In mid-2014, a pair of Gartner analysts levied some trenchant criticisms at the increasingly hyped concept of data lakes.
“The fundamental issue with the data lake is that it makes certain assumptions about the users of information,” said Gartner research director Nick Heudecker.
“It assumes that users recognize or understand the contextual bias of how data is captured, that they know how to merge and reconcile different data sources without ‘a priori knowledge’ and that they understand the incomplete nature of datasets, regardless of structure.” A year and a half later, Gartner’s concerns do not appear to have eased. While there are successful projects, there are also failures — and the key success factor appears to be a strong understanding of the different roles of a data lake and a data warehouse.

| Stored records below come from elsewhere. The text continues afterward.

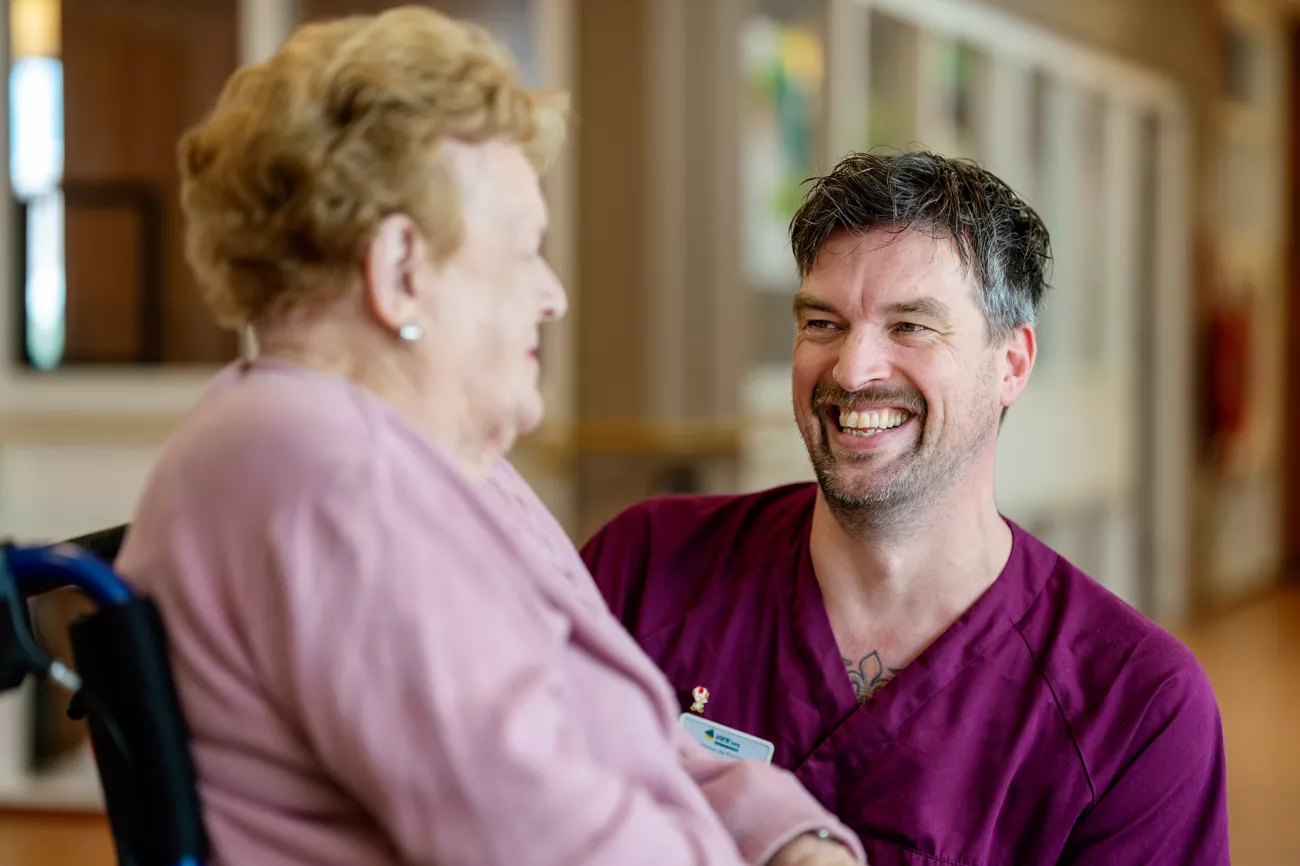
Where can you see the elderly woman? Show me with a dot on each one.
(386, 649)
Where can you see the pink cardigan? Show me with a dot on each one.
(384, 662)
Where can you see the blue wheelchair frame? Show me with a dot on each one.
(122, 684)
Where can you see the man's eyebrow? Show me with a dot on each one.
(804, 302)
(930, 307)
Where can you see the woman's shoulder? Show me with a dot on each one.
(260, 434)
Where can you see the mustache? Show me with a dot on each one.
(830, 394)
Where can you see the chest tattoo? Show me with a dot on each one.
(869, 675)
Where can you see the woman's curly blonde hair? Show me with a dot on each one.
(303, 155)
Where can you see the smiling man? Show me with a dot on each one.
(949, 685)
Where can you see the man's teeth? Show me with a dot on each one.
(874, 421)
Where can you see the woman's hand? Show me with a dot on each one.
(814, 851)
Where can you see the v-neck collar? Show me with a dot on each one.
(870, 724)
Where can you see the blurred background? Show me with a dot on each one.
(1155, 446)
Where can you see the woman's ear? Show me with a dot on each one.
(390, 263)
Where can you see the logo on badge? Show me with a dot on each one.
(722, 740)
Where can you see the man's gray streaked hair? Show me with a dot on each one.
(996, 233)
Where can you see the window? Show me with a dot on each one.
(99, 94)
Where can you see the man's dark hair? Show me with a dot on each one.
(996, 233)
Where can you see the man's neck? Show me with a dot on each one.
(892, 590)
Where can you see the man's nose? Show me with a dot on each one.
(863, 360)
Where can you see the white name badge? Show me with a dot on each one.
(726, 741)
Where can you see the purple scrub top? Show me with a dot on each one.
(1049, 723)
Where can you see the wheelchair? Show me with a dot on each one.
(122, 685)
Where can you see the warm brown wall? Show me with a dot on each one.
(137, 73)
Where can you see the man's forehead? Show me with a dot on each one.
(887, 268)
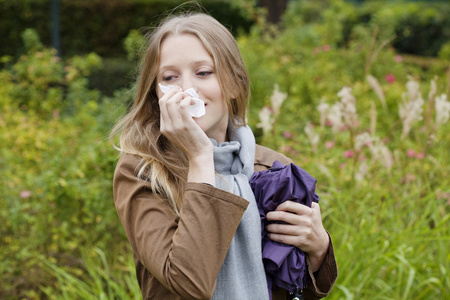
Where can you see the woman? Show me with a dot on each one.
(181, 186)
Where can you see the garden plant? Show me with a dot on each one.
(370, 123)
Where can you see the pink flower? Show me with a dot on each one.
(25, 194)
(329, 145)
(348, 154)
(288, 135)
(389, 78)
(411, 153)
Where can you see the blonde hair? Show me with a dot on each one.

Heudecker said a data lake, often marketed as a means of tackling big data challenges, is a great place to figure out new questions to ask of your data, “provided you have the skills”.
“If that’s what you want to do, I’m less concerned about a data lake implementation. However, a higher risk scenario is if your intent is to reimplement your data warehousing service level agreements (SLAs) on the data lake.”
Heudecker said a data lake is typically optimised for different uses cases, levels of concurrency and multi-tenancy.
“In other words, don’t use a data lake for data warehousing in anger.”
It’s perfectly reasonable to need both, he said, because each is optimised for different SLAs, users and skills.;